Cependant, le titre seul n’est un gage de qualité absolue, ni d’un côté, ni de l’autre. Un Diplôme Universitaire ne garantit pas la posture et la qualité d’écoute d’un accompagnant, tout comme une certification sérieuse peut former des praticiens remarquables. C’est pourquoi il est plus intéressant de regarder son parcours dans son ensemble.
De la Théorie à mon Cabinet : Comment j’applique ces principes
Moi, par exemple, j’ai une licence de psychologie validée en 2024. Ça m’a appris une posture d’accompagnement rigoureuse et ça m’a ouverte aux thérapies plus récentes comme l’ACT (Thérapie d’Acceptation et d’Engagement).
Je ne fais pas de thérapie à proprement parler, mais cette approche (qui est validée scientifiquement) nourrit mon travail avec vous. L’idée c’est de vous aider à changer votre rapport à vos émotions.
Pour moi, la formation continue est essentielle. Un praticien qui n’évolue pas, c’est dommage. Si vous voulez en apprendre plus sur mon parcours en cliquant ici.
Le critère de l'éthique et la vigilance face aux dérives
Le Ministère de la Santé et la MIVILUDES le rappellent : soyez prudents. Que vous cherchiez quelqu’un à Gien ou près d’Aubigny-sur-Nère, assurez-vous qu’il respecte une déontologie stricte.
Si vous voulez connaître mon cadre de travail, allez voir la page « Mon approche ».

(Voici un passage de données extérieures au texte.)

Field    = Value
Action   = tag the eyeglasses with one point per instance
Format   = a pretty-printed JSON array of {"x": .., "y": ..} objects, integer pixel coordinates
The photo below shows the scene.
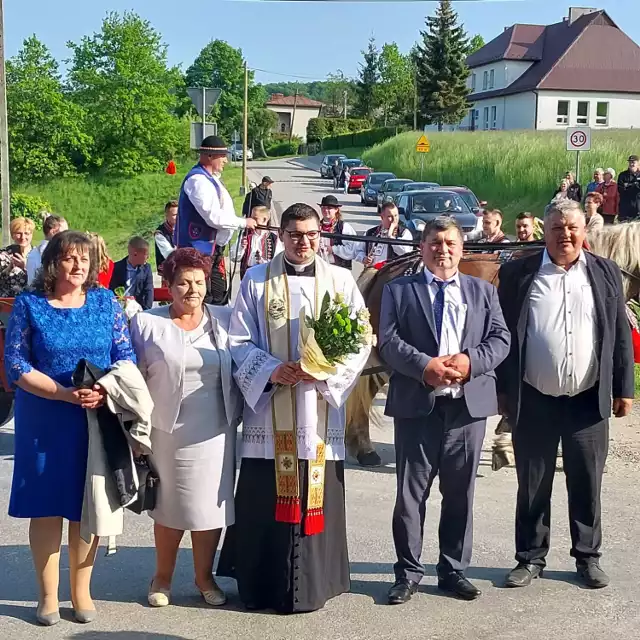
[{"x": 297, "y": 236}]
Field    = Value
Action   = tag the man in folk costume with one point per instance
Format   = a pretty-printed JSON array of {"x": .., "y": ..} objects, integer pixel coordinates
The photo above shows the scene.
[
  {"x": 257, "y": 246},
  {"x": 373, "y": 253},
  {"x": 288, "y": 548},
  {"x": 334, "y": 250},
  {"x": 206, "y": 217}
]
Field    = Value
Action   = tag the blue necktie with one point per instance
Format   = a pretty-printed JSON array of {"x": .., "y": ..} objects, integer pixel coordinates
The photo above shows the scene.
[{"x": 438, "y": 306}]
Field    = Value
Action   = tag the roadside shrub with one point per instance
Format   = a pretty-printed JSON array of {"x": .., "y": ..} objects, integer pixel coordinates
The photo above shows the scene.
[
  {"x": 32, "y": 207},
  {"x": 321, "y": 128},
  {"x": 362, "y": 138}
]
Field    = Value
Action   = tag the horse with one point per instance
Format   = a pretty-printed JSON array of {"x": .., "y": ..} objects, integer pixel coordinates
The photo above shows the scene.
[{"x": 620, "y": 243}]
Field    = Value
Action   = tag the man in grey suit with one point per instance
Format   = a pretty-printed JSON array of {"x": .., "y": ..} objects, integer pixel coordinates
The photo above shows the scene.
[{"x": 443, "y": 334}]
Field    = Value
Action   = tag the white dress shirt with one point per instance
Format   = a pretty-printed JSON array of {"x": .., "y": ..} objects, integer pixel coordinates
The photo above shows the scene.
[
  {"x": 379, "y": 252},
  {"x": 454, "y": 316},
  {"x": 561, "y": 330},
  {"x": 217, "y": 212},
  {"x": 34, "y": 260},
  {"x": 163, "y": 245}
]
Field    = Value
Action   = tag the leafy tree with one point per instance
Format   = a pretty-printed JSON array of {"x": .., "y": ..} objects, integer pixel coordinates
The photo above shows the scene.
[
  {"x": 368, "y": 78},
  {"x": 396, "y": 83},
  {"x": 221, "y": 66},
  {"x": 120, "y": 76},
  {"x": 46, "y": 128},
  {"x": 441, "y": 67},
  {"x": 477, "y": 42},
  {"x": 262, "y": 121}
]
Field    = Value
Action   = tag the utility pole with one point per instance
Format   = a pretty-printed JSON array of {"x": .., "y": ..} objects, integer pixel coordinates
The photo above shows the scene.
[
  {"x": 204, "y": 112},
  {"x": 293, "y": 116},
  {"x": 245, "y": 130},
  {"x": 4, "y": 141}
]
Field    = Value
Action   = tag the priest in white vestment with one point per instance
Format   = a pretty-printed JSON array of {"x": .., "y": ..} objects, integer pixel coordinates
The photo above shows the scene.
[{"x": 288, "y": 548}]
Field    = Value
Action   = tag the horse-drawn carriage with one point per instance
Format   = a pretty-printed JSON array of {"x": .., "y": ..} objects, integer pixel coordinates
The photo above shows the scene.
[{"x": 620, "y": 243}]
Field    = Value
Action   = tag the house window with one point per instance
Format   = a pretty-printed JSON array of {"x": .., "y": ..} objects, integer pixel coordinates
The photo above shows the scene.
[
  {"x": 563, "y": 112},
  {"x": 602, "y": 114},
  {"x": 583, "y": 113}
]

Tableau Comparatif : pour y voir plus clair
| Critère | Hypnose d’Accompagnement | Sophrologie |
|---|---|---|
| Objectif Principal | Travail de fond sur les représentations et les schémas inconscients | Outils d’autonomisation pour la gestion du quotidien |
| Posture du Praticien | Guide et facilitateur d’un processus intérieur | Pédagogue, entraîneur de pratiques |
| Validation Scientifique | Solide et reconnue par les institutions (INSERM, HAS) | Recherche encore émergente |
| Indications Privilégiées | Anxiété, peurs et phobies, confiance et estime de soi, addictions, trauma (avec un psychothérapeute), douleur (voir un médecin avant : obligatoire). | Prévention du stress, préparation mentale, bien-être |
Si vous pensez avoir un trouble, le mieux est d’abord d’en parler à votre médecin ou à votre psychologue. Pour toute question, je reste bien sûr joignable par messagerie (contact[at]pascalinepiette.fr).
Alors, comment choisir ?
La vraie liberté n’est pas un ciel sans nuages. C’est de savoir naviguer par tous les temps.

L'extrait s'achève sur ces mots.